Un "bomba sporca", infatti, non è altro che un ordigno realizzato con
esplosivo convenzionale circondato da uno strato più o meno consistente di
scorie radioattive anche recuperate da vecchie macchine a raggi X per uso
medico o con l’aggiunta di sostanze chimiche letali anche di uso civile.
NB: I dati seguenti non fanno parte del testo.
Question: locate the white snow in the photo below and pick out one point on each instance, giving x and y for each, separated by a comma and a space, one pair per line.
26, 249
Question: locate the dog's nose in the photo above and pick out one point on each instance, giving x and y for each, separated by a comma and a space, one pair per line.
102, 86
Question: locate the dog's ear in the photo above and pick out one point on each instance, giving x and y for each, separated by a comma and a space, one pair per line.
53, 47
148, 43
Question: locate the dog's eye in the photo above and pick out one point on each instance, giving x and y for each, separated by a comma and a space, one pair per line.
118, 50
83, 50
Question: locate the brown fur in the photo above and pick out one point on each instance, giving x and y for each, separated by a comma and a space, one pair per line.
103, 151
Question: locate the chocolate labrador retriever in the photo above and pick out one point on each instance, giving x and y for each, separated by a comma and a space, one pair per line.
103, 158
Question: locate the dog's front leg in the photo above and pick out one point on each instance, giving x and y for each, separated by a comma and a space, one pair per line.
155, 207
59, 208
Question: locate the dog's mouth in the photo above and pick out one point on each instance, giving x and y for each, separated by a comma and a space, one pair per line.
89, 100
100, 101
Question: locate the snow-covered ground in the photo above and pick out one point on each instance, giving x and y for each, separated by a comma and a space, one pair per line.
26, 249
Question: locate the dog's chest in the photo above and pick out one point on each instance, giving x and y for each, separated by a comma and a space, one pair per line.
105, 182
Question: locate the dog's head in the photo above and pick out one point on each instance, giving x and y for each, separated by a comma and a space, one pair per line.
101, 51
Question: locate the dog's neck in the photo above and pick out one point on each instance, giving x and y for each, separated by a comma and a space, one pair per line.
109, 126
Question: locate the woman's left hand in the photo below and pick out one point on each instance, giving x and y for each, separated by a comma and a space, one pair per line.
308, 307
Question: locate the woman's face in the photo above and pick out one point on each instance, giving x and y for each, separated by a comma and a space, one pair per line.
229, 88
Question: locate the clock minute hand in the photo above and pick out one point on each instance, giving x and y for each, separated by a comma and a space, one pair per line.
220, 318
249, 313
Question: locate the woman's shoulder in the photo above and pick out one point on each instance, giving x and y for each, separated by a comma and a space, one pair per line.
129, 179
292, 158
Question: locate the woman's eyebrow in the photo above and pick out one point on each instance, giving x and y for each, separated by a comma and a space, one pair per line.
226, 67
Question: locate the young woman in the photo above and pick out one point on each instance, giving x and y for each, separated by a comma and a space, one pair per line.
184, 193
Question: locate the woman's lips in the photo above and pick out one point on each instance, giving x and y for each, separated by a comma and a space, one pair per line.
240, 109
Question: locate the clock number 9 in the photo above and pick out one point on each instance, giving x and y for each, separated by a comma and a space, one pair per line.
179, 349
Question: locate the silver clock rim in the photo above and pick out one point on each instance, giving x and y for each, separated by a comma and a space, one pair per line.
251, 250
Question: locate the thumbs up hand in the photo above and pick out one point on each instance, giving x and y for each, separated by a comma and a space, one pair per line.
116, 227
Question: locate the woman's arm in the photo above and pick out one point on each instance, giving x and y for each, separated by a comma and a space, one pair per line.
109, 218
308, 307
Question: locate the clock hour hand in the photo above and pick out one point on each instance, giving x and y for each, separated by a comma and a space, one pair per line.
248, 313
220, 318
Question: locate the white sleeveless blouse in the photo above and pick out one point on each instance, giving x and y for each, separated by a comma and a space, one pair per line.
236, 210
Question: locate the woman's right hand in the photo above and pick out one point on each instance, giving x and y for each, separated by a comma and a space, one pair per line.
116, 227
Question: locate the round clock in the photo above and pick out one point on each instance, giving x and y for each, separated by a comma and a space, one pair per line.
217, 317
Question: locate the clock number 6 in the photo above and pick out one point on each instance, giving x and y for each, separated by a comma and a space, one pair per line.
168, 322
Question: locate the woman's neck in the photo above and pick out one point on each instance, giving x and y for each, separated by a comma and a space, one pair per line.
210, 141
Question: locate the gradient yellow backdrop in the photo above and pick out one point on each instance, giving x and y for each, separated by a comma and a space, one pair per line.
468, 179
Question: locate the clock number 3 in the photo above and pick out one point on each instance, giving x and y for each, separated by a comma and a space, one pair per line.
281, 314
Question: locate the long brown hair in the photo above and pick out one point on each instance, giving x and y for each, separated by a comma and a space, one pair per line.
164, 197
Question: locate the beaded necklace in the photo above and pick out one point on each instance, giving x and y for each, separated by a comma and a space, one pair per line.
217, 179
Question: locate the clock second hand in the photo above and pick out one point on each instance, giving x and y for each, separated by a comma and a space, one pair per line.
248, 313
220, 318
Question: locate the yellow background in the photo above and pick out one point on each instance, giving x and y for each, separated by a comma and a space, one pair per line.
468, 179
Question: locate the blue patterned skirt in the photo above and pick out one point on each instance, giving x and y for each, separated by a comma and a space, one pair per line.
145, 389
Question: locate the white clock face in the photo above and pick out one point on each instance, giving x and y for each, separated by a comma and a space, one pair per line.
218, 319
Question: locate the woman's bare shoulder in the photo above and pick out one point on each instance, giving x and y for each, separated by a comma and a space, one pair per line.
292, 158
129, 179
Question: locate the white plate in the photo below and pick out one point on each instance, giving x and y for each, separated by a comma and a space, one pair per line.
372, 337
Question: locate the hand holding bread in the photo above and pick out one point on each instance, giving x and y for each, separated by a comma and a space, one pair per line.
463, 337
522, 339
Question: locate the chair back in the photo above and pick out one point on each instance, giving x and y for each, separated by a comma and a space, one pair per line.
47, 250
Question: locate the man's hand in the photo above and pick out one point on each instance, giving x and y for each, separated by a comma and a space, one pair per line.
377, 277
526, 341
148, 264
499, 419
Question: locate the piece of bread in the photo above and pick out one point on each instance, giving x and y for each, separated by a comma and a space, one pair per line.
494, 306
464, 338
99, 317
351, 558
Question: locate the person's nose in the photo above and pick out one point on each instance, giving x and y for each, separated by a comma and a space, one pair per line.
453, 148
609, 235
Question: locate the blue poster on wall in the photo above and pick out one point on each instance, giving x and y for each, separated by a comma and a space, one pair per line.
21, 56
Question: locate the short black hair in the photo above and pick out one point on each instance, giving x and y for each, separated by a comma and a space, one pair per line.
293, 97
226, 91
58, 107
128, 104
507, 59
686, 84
Materiale sicuramente non in grado di innescare
un'esplosione nucleare od una rilevante nube tossica chimica, ma capace di far
propagare un fall-out contaminando vaste aree. Un IED che avrebbe effetti devastanti se fatto
detonare in una grande città.
Attacchi poco probabili in tempi passati per le difficoltà
logistiche di reperimento dei materiali necessari. Più verosimili, ora, nel momento che le forze dell’ISIS possono disporre di siti di
approvvigionamento di materiali non convenzionali e possono fare riferimento sulla
disponibilità di simpatizzanti “occidentali” che potrebbero possedere
adeguate professionalità specifiche.
Condizioni che aumentano esponenzialmente il rischio che quello che un tempo
era considerato poco probabile e che, oggi, invece, è qualcosa di fattibile.
Peraltro, per ottenere
effetti devastanti non occorrono grosse quantità di materiale. Qualche litro di
aggressivo chimico o qualche chilogrammo di sostanze radioattive sono
sufficienti ad aumentare in maniera esponenziale la potenzialità di un IED.
Alla
minaccia di IED “sporcati” con materiale
radioattivo o chimico si potrebbe ripresentare sullo scenario mondiale anche la
minaccia batteriologica. Qualcosa che ha origini lontane nel tempo, quando a
metà del diciottesimo secolo coperte infettate con il vaiolo furono distribuite
ai pellirosse e gli inglesi, in Nuova Zelanda, resero disponibili per i Maori
gruppi di prostitute infettate dalla sifilide. Oppure, quando in Cambogia e nella Corea del Nord fu fatto
ricorso alla "pioggia gialla" ottenuta con una micotossina ricavata
dal fungo Fusarium. Oggi, potremmo avere kamikaze infettati da malattie virali
ad elevata propagazione, tipo Ebola e vaiolo.
L'allarme
rilanciato in questi giorni dovrebbe, quindi, rappresentare materia di attento
monitoraggio a livello istituzionale in quanto non più argomento immaginario ma
eventualità possibile. Potrebbe, infatti, essere già iniziata la fase di un terrorismo
non violento, ma subdolo, difficile da fronteggiare se non si è preparati a
farlo.
Innanzi
tutto, sarebbe auspicabile la gestione di un’informazione ufficiale a favore
dell’obiettivo primario di ogni attacco terroristico, la popolazione civile, proponendo,
se del caso, modelli di difesa mutuati in chiave moderna da quanto attuò Israele
durante la guerra del Golfo quando era minacciata dagli attacchi non
convenzionali di Saddam Hussein.
Non
diffondendo panico, ma gestendo il problema giorno dopo giorno con la massima
trasparenza, affidandosi a campagne di
comunicazione costruttive mirate a divulgare le procedure di difesa e a far accettare
dalla gente eventuali misure restrittive anche
della libertà personale, che potrebbero essere messe in atto a garanzia
della sicurezza collettiva.
Iniziative
coordinate a livello istituzionale, che concorrerebbero sicuramente ad abbattere
il successo della campagna mediatica con la quale il Califfato propone la minaccia
terroristica non convenzionale e nello stesso tempo aiuterebbero
a sensibilizzare la popolazione in modo che, all’occorrenza, sia in grado di fronteggiare il pericolo.